At those times, I feel like I'm starring in one of those B movies where the person is capable of turning into a rampaging, hungry zombie, and knows it, and while she's still normal, asks friends & loved ones to strap her down to a table or tie her up in a chair, to save her from herself when the urge overcomes her. Only I'm also the friend, trying to talk the rampaging zombie out of eating. This is what I've learned:

1) For me, it's never really about the food. Food alone never calls that insistently to me. Not unless my state of mind is fragile. It happens when I'm anxious about something, and I'm trying not to think, to distract myself. I'm particularly prone to it if I find time is passing slowly, and mealtime is far away. Or a deadline is approaching, and I've been procrastinating it. Or if I'm in a state of profound indecision & none of my choices look good.

2) It passes, if I hold on through it.

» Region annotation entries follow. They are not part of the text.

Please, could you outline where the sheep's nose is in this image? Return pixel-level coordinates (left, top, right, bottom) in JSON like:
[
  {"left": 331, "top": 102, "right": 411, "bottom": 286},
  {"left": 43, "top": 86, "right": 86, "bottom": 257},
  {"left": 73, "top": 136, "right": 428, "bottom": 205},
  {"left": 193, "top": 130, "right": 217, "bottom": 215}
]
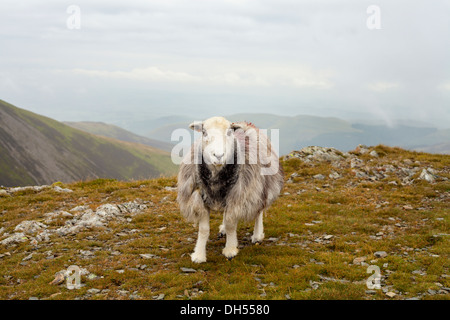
[{"left": 213, "top": 152, "right": 224, "bottom": 160}]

I have to white knuckle it through sometimes.

3) The best thing to do, while waiting it out, is to become deeply absorbed in something, whether it's a conversation with a friend, or a project, or house cleaning. Whatever.

4) But No. 3 is still a form of running away from whatever conflict has me so agitated or paralyzed, and it's like throwing obstacles in the way of something that just keeps coming after me relentlessly. Soon or later I have to become decisive or face whatever is making me anxious.

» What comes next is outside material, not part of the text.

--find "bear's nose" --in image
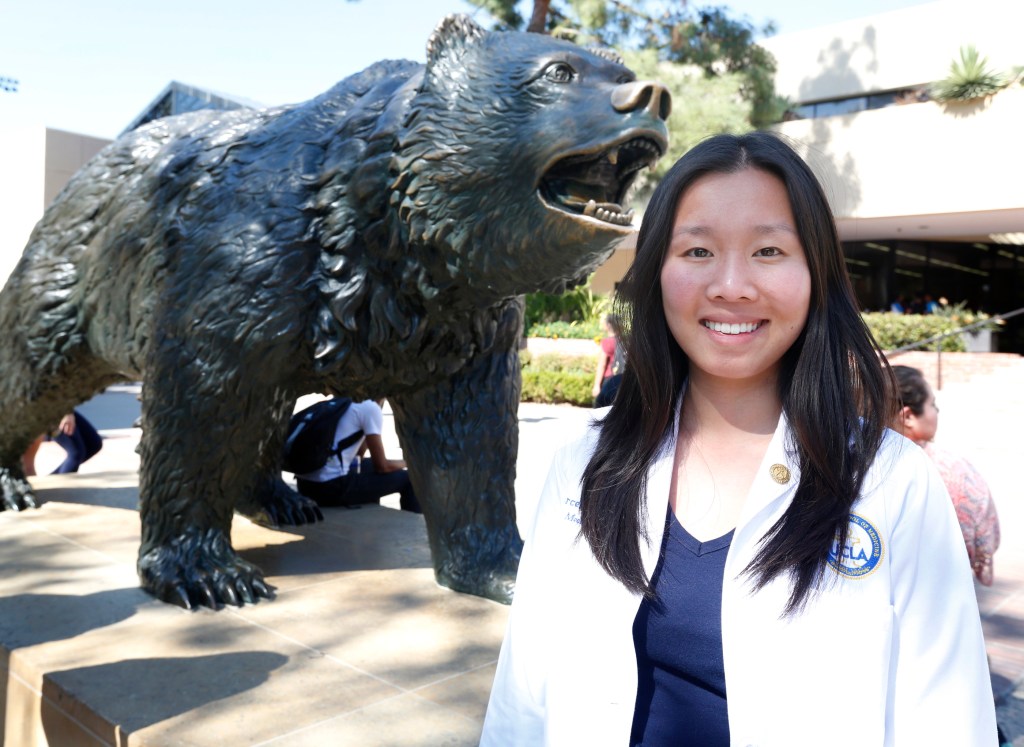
[611,80,672,120]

That's my pattern. Sometimes unfortunately knowing the pattern doesn't actually help.

skygirl 09-23-2010 10:43 PM

Quote:

Originally Posted by RobinD (Post 3477693)
I don't think this sounds extreme - I think it shows a deep sense of self-awareness and a total lack of denial. I'll bet that this awareness will prove to be the beginning of an entirely new you!

Hugs,
Robin

Thank you, Robin. :hug:

Quote:

Originally Posted by saef (Post 3477713)
At those times, I feel like I'm starring in one of those B movies where the person is capable of turning into a rampaging, hungry zombie, and knows it, and while she's still normal, asks friends & loved ones to strap her down to a table or tie her up in a chair, to save her from herself when the urge overcomes her.

I've had the same thought/vision, which I find interesting. Thanks for posting this. It helps to know that others have dealt with the same kind of thing, got through it, and made it to goal/maintenance. And thanks for the suggestions you posted on dealing with it too. Very helpful. You are an inspiration.

SCraver 09-24-2010 09:39 AM

Reading kaplods and ValRock's responses, I was nodding my head a lot! Except for me, it seems to be less about the carbs and more about eating "Clean". I am whittling away the processed foods from my diet and the cleaner I eat (whole grains, fruits, veggies, etc.) the better I feel, the more stable my moods become, the better I sleep, the less I crave "crap". This week, I was able to wean myself off of my evening snack! whoo hoo!

Labor Day weekend and the week after, I ate a lot of processed foods and it took me an additional week to get over them. This week has been all better. I don't even miss or crave the junk.

I think once you find what works best for you and the longer you stick to it, the less you will crave other "stuff".

samantha collins 09-24-2010 09:50 AM

This happens to many people...you need not worry...Just do not be idle..do some or the other thing ..Most of the ppl start eating because of the boredom..

calluna 09-24-2010 11:16 AM

What a thoughtful thread this is! Good reading. There is a lot here with which I also identify. Only addition I would make is that as I get closer to goal and maintenance I'm just terrified that I'll not successfully manage the zombie (right now the zombie is rearing its head because I'm home convalescing and not my usual busy self, while things pile up that need to be done).